Remove the lamb from the marinade, reserving the marinade, and fry in batches in a little of the oil and ghee until browned, reserving 2 tablespoons of the oil and ghee mixture. Put browned lamb in pot with onion, remaining marinade, and additional 1/2 cup yogurt. Cook over low heat for 30-40 minutes, or until the lamb is tender. Season with additional salt if needed to taste.

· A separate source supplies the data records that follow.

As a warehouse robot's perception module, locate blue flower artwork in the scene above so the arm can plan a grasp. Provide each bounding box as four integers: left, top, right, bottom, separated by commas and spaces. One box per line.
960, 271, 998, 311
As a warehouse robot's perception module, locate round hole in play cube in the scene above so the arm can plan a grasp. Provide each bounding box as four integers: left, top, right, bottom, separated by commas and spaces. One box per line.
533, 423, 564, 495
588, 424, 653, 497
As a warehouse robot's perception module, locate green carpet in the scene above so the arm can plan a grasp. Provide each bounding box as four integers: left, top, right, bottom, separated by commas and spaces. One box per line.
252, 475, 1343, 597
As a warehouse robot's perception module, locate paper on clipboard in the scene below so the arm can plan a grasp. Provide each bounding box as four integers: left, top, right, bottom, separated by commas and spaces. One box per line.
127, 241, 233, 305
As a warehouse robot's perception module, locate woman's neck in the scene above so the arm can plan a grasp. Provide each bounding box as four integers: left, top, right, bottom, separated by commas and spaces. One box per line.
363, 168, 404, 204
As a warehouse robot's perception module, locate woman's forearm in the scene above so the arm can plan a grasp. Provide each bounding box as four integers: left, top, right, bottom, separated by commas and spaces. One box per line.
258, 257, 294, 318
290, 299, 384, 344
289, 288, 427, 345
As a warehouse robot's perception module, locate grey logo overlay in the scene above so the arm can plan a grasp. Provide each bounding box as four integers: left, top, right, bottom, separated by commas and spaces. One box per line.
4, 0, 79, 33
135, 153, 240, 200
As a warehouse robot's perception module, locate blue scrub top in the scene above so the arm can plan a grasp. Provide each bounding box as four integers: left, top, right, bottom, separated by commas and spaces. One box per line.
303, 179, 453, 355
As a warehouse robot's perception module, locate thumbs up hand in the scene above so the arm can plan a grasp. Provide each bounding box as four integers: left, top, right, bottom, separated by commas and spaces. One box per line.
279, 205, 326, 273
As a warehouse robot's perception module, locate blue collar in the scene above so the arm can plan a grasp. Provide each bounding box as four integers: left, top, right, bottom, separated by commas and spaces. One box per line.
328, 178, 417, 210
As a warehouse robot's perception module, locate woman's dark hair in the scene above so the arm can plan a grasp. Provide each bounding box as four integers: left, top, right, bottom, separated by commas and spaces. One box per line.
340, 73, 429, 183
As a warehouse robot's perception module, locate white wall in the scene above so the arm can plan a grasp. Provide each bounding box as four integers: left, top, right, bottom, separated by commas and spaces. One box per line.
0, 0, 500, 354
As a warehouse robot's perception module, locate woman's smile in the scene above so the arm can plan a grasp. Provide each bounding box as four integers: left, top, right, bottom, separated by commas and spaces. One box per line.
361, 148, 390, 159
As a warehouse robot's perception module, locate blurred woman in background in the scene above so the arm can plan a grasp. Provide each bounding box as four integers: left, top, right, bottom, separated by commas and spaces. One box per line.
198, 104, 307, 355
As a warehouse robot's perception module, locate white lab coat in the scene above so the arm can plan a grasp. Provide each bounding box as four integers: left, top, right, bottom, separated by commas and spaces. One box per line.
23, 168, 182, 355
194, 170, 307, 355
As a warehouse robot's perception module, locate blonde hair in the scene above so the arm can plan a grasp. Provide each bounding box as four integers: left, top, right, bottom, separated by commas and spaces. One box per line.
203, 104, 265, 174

In a separate saucepan, boil enough water to cover the rice. Drain the rice and add it to the pan. Return the water to the boil, cook the rice for 5 minutes, then drain well and spread the rice evenly over the meat in the large pot. Pour reserved 2 tablespoons of the oil/ghee over the rice and then drizzle with the saffron and milk.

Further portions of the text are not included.